Konfliktberatung und Krisenintervention (Beispiele): • Zusammenleben im Wohnheim • Gewalt und Diskriminierung • Generationenkonflikte • LSBTIQ* • Kulturelle Konflikte • Bearbeitung von Beschwerden • Hilfestellung in akuten Krisensituationen • Hygiene

Gruppenarbeit (Beispiele): • Hausversammlungen; Wohneinheiten- oder Stockwerksversammlungen • Bewohnerrat • geschlechtsspezifische Angebote • Veranstaltungen • Ferienprogramm • Bildungs- und freizeitpädagogische Angebote

Betreuung von Kindern und Jugendlichen: • Initiierung von und Vermittlung in elementarpädagogische Angebote • Hausaufgaben-/ Schülerhilfe durch Kooperation mit Kitas, Schulen, JPD, Ehrenamtlichen und anderen Einrichtungen • im Einzelfall ist mit den zuständigen Dienststellen des KSD zusammen zu arbeiten (Teilnahme an Hilfeplangesprächen, wenn erforderlich) • Zusammenarbeit mit gesetzlichen oder ambulanten Betreuern • bedarfsorientierte Angebote für Kinder und/oder Jugendliche in der Unterkunft

Gemeinwesenarbeit (Beispiele): • Nachbarschaft • Umfeld • Förderung ehrenamtlicher Mitarbeit • Kirchen • gemeinsame Veranstaltungen mit Nachbarn und Ehrenamtlichen

Öffentlichkeits-und Gremienarbeit (Beispiele): • kommunale und verbandliche Arbeitskreise • Seminare • Tagungen • Integrationsbeirat • Stadtbezirksmanagement

IV. Verwaltung

Seite | 5

  1. Die Erfüllung der notwendigen und vielfältigen Verwaltungstätigkeiten ist durch entsprechendes Personal sicher zu stellen.

  2. Im Rahmen dieser Tätigkeit müssen die für den Fachbereich Gesellschaftliche Teilhabe zur Aufgabenerfüllung notwendigen personenbezogenen Daten der Bewohnerinnen aufgenommen und laufend aktualisiert werden (z. B. bei Änderungen des ausländerrechtlichen Status). Diese dem Fachbereich Gesellschaftliche Teilhabe gehörenden Daten, sind mindestens monatlich oder auf Verlangen an den entsprechenden Sachbearbeiterinnen im Fachbereich weiterzugeben. Eine Verwendung dieser Daten zu anderen, auch internen Zwecken, ist nicht zulässig. Die entsprechenden datenschutzrechtlichen Vorschriften sind zu beachten.

  3. Die Aufenthaltspapiere aller Spätaussiedler*innen / Flüchtlinge sind einmal monatlich zu kontrollieren. Hierbei ist insbesondere auf die Gültigkeit des Aufenthalts und eine evtl. Rechtsstatusänderung zu achten. Festgestellte Änderungen sind umgehend dem Fachbereich Gesellschaftliche Teilhabe mitzuteilen.
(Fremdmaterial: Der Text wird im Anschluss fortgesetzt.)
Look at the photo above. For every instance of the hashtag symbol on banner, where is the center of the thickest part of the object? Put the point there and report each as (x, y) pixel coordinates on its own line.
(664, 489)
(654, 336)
V. Haustechnik/ -wirtschaft

  1. In Abgrenzung zu den Aufgaben der Heimleitung/Sozialarbeiterinnen erfordern die o. g. Ansprüche, dass entsprechendes Personal im Haus eingesetzt wird. Zu den Aufgaben im Bereich Haustechnik gehören u.a.: ➢ Instandhaltung, Wartung, Schönheitsreparaturen, Renovierungsarbeiten innerhalb und außerhalb des Hauses ➢ Einkäufe / Ersatzbeschaffung ➢ Pflege und Kontrolle der Außenanlagen einschließlich Winterdienst und Müllentsorgung ➢ Bettwäschetausch ➢ regelmäßige Inventarkontrolle ➢ Verwaltung der Lagerräume, Entrümpelung, Entsorgung von alten Möbeln, Teppichen etc. ➢ in Einzelfällen: Vertretung der Heimleitung/Sozialarbeiterinnen bei Abwesenheit dieser, im Rahmen der Belegungstätigkeit

  2. Der/Die Betreiber/-in hat durch seine Mitarbeiter*innen dafür Sorge zu tragen, dass mindestens 14-tägig oder bei akutem Bedarf die Bettwäsche zu wechseln ist und weist dies durch entsprechende Dokumentation nach.

VI Schlussbemerkung

Die vorliegenden Grundsätze beschreiben die Mindestanforderungen zum Betrieb von Spätaussiedler*innen - und Flüchtlingswohnheimen. In Absprache mit der Landeshauptstadt Hannover ist der Unterschiedlichkeit der einzelnen Einrichtungen und ihrer Träger Rechnung zu tragen.